So last night was rather full. I arrived at Sean's apartment in the late afternoon, after checking my nine voicemail messages from friends demanding to know why I hadn't called them....*blush* I lost my phone. And didn't make a big effort to find it until I knew I was going out of town again.
Christy was soooooo upset in one message, that desperate measures were necessary. I called her with Sean sitting next to me (and no prior warning) and said, "I feel so bad that I missed your call, but since you're not answering to forgive me and relieve my suffering, and the only difference between the two of us lately is, as you said, my "sweet boyfriend"--I will now begin torturing the boyfriend until you call me back." Sean was, at this point, shouting "NO!" in the background, it was quite satisfying. So I continued, very decorous, very businesslike. "I haven't decided what I'll start with, but I'm sure in about an hour we will have progressed to whips and chains" more Nos from Sean "so do call me back..." *Click*
So she called and her reply was, "What a brilliant plan! Except, someone should torture YOU when you don't call ME back!"
So now whenever I owe her a phone call I get the following text message: "Too bad you're not being tortured!" And I know she's wishing evil things upon me if I don't call her back.
So, that was the beginning.
When I finally got off the phone with Christy, I saw Sean had his phone to his ear, pretending to use it...with the flap closed. I boxed his ears (or pretended to) and we settled down to the business of ordering food from the BK Lounge. Usually he takes me to Chile's or the Green Leaf or Kirin, but we were both in the mood for fast food last night.
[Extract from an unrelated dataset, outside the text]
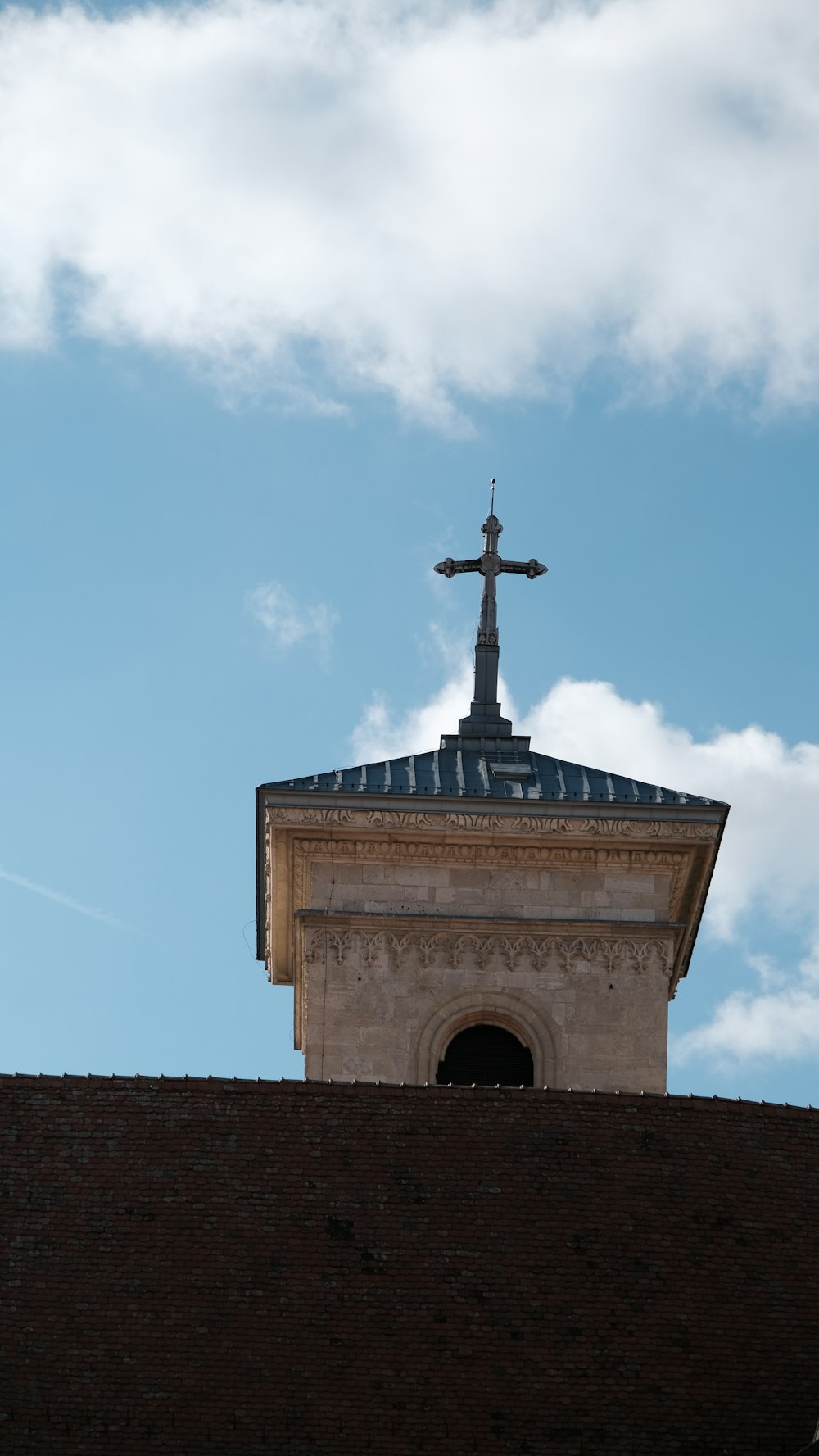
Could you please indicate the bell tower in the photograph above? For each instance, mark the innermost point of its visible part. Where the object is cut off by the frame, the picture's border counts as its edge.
(482, 914)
Did you know there's a gas shortage in Hammond?? Racetrac AND Shell! Well, one of the shells.
All evening I'd been trying to play the Question Game with Sean, not by explaining the rules mind you, but by cheating mercilessly and gaining points whenever he broke a rule he didn't know about and letting him find out in retrospect. Well, he didn't find that at all entertaining. So I began playing faster, which made me sloppy and since he thinks faster as a general rule, he began winning. He said he still didn't like it, but I'm telling you he was laughing too. I saved telling him about the Hesitation rule until we got to the movie theater though. He says "theater" funny. I told him it's his pretentious streak showing.
I'm so mean to him. But for all the meanness, we managed to have lots and looooottttssss of fun. Until Spiderman III. And the previews were awesome, and the comedic parts were awesome and James Franco was finally a character I could like (in fact, adore). But other than that I'm not telling. Just the movie was...disjointed. While watching it I felt like I was in actuality reading the comic, a bunch of little plots adding together for a bigger, yet elusive, plot at the end. I like comics, don't get me wrong, but if I'm going to read all of them back-to-back that's one of the characteristics that annoys me the most.
So we went home and talked, got into a serious discussion that made me late for hanging out with Joshua. Joshua's gram is dying, and he needed someone to talk to. So we hung out for a long time, doing Caine's, Wal-mart, and finally eating ice cream in the Books A Million parking lot as we talked about family dying and what happens to spirits when the body gives out, etc. I enjoyed the time. It wasn't morbid or too serious, but it had that important topic hidden under every few other topics.
I wanted to go back and cuddle with Sean but he had to be at work early, so I restrained myself. Say thank you, Sean.